Я кивнул. Я знал, куда мы сбросим тело.
Мы выволокли голого старика на улицу и потащили по грязи, к оврагу. Нас было четверо, остальные остались в бане отмывать кровь. Возможно, старик был еще жив – мы не проверяли его пульс, просто подтащили за ноги к оврагу и сбросили вниз. Его бледное тело, похожее на змею, заскользило по склону и вскоре уткнулось головой в одну из коряг.
После меня угостили табаком. Умелые руки скрутили мне козью ножку, и я искурил свою первую в жизни сигарету. Отчего-то мне было легко на душе. Наверное, я думал, что стал сильней…

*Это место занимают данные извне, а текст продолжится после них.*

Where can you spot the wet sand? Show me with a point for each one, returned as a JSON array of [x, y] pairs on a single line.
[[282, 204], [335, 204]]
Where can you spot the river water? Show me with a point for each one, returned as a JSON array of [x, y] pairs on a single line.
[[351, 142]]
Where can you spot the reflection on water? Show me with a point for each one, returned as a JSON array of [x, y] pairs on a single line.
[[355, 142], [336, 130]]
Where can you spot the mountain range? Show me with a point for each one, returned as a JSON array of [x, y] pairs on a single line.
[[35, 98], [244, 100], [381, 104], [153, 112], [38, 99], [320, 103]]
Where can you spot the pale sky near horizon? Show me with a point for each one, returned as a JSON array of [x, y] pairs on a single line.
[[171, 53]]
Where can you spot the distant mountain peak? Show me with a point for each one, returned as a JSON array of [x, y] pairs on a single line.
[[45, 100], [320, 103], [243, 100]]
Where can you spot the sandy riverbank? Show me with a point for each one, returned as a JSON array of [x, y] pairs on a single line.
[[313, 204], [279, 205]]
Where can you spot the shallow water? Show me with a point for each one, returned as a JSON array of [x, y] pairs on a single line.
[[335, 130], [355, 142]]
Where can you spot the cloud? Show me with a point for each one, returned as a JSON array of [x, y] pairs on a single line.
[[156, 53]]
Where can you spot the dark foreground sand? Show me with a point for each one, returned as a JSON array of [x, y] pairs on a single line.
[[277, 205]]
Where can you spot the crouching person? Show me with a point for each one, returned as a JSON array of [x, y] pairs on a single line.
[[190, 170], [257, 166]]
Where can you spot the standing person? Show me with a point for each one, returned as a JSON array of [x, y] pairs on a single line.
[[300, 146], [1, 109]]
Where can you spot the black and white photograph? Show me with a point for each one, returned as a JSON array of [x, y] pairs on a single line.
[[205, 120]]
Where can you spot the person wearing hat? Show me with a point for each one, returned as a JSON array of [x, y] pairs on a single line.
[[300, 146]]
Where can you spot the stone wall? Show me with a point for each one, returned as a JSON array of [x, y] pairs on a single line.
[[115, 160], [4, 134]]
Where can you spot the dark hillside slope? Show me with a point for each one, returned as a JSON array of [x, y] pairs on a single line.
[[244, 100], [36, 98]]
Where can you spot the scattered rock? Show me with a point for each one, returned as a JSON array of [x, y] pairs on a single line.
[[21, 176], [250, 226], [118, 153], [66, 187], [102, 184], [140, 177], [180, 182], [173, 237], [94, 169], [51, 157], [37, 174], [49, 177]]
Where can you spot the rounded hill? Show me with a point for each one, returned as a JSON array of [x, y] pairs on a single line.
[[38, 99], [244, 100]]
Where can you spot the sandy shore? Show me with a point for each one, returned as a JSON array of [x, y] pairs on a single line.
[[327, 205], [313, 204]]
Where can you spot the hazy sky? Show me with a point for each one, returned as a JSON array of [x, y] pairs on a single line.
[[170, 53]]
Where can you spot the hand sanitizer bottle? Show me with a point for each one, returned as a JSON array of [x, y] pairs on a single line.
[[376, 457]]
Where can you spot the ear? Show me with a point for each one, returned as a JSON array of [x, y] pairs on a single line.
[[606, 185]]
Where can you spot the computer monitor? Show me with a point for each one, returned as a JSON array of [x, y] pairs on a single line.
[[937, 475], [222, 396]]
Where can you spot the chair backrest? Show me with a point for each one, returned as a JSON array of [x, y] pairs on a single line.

Это было ровно за два дня до того, как меня отправили по распределению в другой детдом, за сотни километров отсюда. Ровно за неделю до того, как я повстречался с ними – с детьми за колючей проволокой.
Я всегда завидовал тем, кто после страшных испытаний, смог найти в себе силы жить дальше. Жить так, как будто все это случилось не с ними. К сожалению, мы не такие. Мы не забыли. Мы помним. Наша память – это темные углы, в которых прячутся монстры. И каждый вечер, когда садится солнце, мы остаемся с ними один на один.
Я бежал от монстров всю свою жизнь. Думал, дорога спрячет меня, но я ошибался. Где бы я ни был, каждый раз в темном углу кто-то стоял. Демоны, говорящие со мной голосами родителей. Друзей. Знакомых. Они никогда не выходили на свет, сколько бы я ни просил, ни умолял их. Стояли в темноте и рассказывали мне о том, какими были их последние часы. И о том, как им холодно в земле, как тесно им в братских могилах. Они говорили, что ждут меня. И тогда я снова бежал.
Детдом, в котором я оказался, не был похож на псарню, в какой мне довелось побывать. И дело не в том, что располагался приют в кирпичной двухэтажке – похожей на молодую, плечистую барышню среди трухлявых старух – деревянных бараков. И не в том, что в детдоме почти не было блатных. Более того, кормили здесь так же гадко, как и на псарне, и повсюду царила такая же теснота. Однако всем хотелось задержаться тут как можно дольше. Потому что здесь – мы были теми, ради кого каждый день в детдоме собирался персонал. Ради кого расправила свои сильные плечи каменная баба-двухэтажка. Мы были теми, ради кого директор ездил на промбазу, выбивать скудный паек. Мы – были здесь главными. А ведь нам, лишенным родительской заботы и тепла, не хватало именно этого. Наш директор был милым человеком – одевал нас, приглашал к нам учителей…Его расстреляли в тридцать девятом. По доносу. За то, что тратил государственные деньги на детей врагов народа. За то, что делал не как все – не воровал, не бил, не писал доносов. Они убили его только за то, что он был добрым. Потому что доброта в те времена искоренялась, как вид, как ведьмы в эпоху инквизиции.